The description of her book includes the following two illuminating statements:

“Now more than ever, race has become a morphing relational dynamic that has less to do with the demographic census box we check and more with how we make sense of our lives—who we are and who we can become in relationships with others. Using anecdotes from her practice as a licensed psychologist and as an African American growing up in the South, Walker provides a way for educators and social service professionals to enter into cross-racial discussions about race and race relations.”

And of importance for the work we are undertaking...

“The book’s vision is ultimately affirming, empowering, hopeful, and inclusive about the individual and collective power to heal our divisions and disconnections.”

Guest Speaker: Dr. Maureen Walker

Location: Zoom


Previous Programs

The Race Card: August 8, 2019

Increasingly, as a nation we are grappling with how to confront racism.  Some deny its existence, some prefer thinking about it in certain contexts, while some live with its impacts every day. Understanding the very personal manifestations of the social construct that is race, is one way to center our perspectives in dignity, empathy and respect.  It is also the way to better understand our own and others’ the experiences and to further develop our capacity to push for change.
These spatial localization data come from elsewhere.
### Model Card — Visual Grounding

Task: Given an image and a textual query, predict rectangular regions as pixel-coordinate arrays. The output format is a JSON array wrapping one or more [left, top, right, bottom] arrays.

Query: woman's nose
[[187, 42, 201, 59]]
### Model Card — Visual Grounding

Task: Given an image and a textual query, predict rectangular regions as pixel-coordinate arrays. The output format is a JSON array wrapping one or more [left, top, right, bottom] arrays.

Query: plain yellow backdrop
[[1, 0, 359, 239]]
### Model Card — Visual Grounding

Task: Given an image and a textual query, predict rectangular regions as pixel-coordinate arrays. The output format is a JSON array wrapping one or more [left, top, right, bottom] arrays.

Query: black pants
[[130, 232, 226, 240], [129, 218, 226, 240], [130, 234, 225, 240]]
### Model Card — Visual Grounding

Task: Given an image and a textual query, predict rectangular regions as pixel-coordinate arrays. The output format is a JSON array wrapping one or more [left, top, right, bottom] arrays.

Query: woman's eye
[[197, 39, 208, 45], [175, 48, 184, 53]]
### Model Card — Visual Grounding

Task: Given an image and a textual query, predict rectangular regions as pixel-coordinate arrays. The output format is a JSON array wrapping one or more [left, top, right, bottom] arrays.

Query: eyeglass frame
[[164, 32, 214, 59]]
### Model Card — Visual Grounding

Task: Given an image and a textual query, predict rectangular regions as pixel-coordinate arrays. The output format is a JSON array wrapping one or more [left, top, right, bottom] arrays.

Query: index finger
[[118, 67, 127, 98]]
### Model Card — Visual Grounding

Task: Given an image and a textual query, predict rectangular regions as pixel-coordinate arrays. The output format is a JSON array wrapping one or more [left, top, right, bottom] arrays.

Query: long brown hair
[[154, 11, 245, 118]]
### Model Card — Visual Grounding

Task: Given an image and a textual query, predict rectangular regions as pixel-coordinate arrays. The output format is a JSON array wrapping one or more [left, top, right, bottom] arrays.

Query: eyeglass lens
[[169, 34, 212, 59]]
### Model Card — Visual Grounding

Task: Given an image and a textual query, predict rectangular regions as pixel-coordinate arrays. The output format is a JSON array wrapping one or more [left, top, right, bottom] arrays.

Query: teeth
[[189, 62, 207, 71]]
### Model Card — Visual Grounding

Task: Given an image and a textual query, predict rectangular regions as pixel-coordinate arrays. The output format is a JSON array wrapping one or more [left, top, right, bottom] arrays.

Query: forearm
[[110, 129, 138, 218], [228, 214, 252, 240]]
With this in mind, we invite you to join us in a very personal exploration of racial identity as we dive into Peabody Award winning journalist Michele Norris’ Race Card Project. Launched in 2010, this project has become an effective “vehicle for expression and voice” with people living in all 50 states and 90 countries sharing personal back stories, sentiments and hard truths rarely expressed out loud. 

Guest Speaker: Sonja Spears, Esq. – Chief Equity and Inclusion Officer for the Boston Health Care for the Homeless Program.
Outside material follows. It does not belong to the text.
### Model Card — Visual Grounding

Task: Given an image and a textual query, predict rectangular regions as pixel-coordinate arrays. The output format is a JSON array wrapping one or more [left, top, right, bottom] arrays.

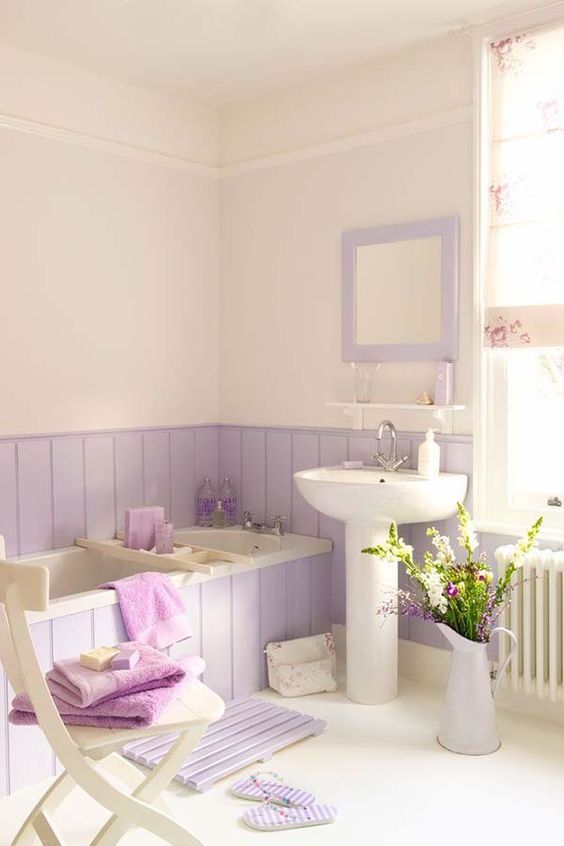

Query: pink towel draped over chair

Knotty Problems Roundtable Discussions: November 19, 2019

Community Conversations is delighted to collaborate with Prof. Alex Diesl to bring you this special edition of “Knotty Problems Roundtable Discussions.” For the past six years, Alex has been running these sessions to provide opportunities for informal, cross-disciplinary, small group conversations about teaching. However, this special 2-hour edition, invites conversations about diversity, equity and inclusion (DEI) as well as inclusive excellence and belonging. As with the traditional Knotty Problems Sessions, this forum is open to all Wellesley College faculty and staff who are interested in a thoughtful, informal discussion about these timely matters. The format will be small group conversations, to allow everyone a chance to both speak and listen. Please come; ask questions; share concerns; exchange stories and ideas; and engage with others for whom these matters are compelling, challenging and/or thought-provoking. And, snacks will be provided!

Speaker: Prof. Alex Diesl


Tools for Leaning into Cross-Cultural Interactions: December 12, 2019

If you were asked to recall at least one occasion when you were interacting with one or more colleagues in either a work or social situation and you felt some tension or discomfort not directly related to actual work content, what might come up for you? When reflecting on the incident(s), are you pleased with the outcome(s) or do you wish you could have handled it better?  If the latter, you are not alone. This excellent presentation by Dr. Duncan Spelman will provide a set of excellent tools (some surprising) for managing such situations with skill and grace. Some pre-work is required.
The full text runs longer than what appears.